Table 2. Comparison of different feature extraction methods, distance measures and clustering methods using FM-index.

It can be seen from Table 2, regardless of which combination of the feature extraction methods and clustering methods is used, the FM-indices produced using the Jaccard distance measure are consistently better than the results produced using the Euclidean distance measure. The results also show the superiority of the Jaccard distance measure over the Euclidean distance measure for distinguishing different activities. It can also be seen in Table 2 that the FM-indices produced using the frequency-domain feature extraction method are all better than these produced using the other two feature extraction methods, except the result of using Single-Linkage on our dataset. This indicates that the frequency-domain features are more effective than the other two features for unsupervised HAR.

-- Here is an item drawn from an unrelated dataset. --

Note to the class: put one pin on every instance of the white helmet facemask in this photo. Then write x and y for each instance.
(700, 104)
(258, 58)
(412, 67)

To further compare the Jaccard distance measure and the Euclidean distance measure for activity recognition, the FM-indices produced using the five clustering methods are averaged for each combination of the distance measure and the feature extraction methods. The results are shown in Fig. 2. It can be seen that the FM-index produced using Jaccard distance is better than that produced using Euclidean distance regardless of which feature extraction method is used, while the FM-index produced using the frequency-domain feature extraction method is better than that produced using the other two feature extraction methods.

Fig. 2.
figure 2

Comparison of different combinations of the feature extraction methods and the distance measures using the average of FM-index of the five clustering methods on (a) UCI dataset, and (b) our dataset, where “Fre”, “Tim”, “Mix” represent frequency-domain, time-domain, mixed-domain feature extraction methods respectively, and “E”, “J” represent Euclidean distance and Jaccard distance respectively.

5 Conclusion

In this paper, the Jaccard distance measure is proposed to replace the Euclidean distance measure for unsupervised HAR. Both the C-index before clustering and the FM-index after clustering show the superiority of the Jaccard distance measure over the Euclidean distance measure for unsupervised HAR. It is also found that the frequency-domain feature extraction method is better than the time-domain feature extraction method and the mixed-domain feature extraction method for unsupervised HAR using the proposed method. Future work includes applying the Jaccard distance measure on more datasets and improving the feature extraction methods.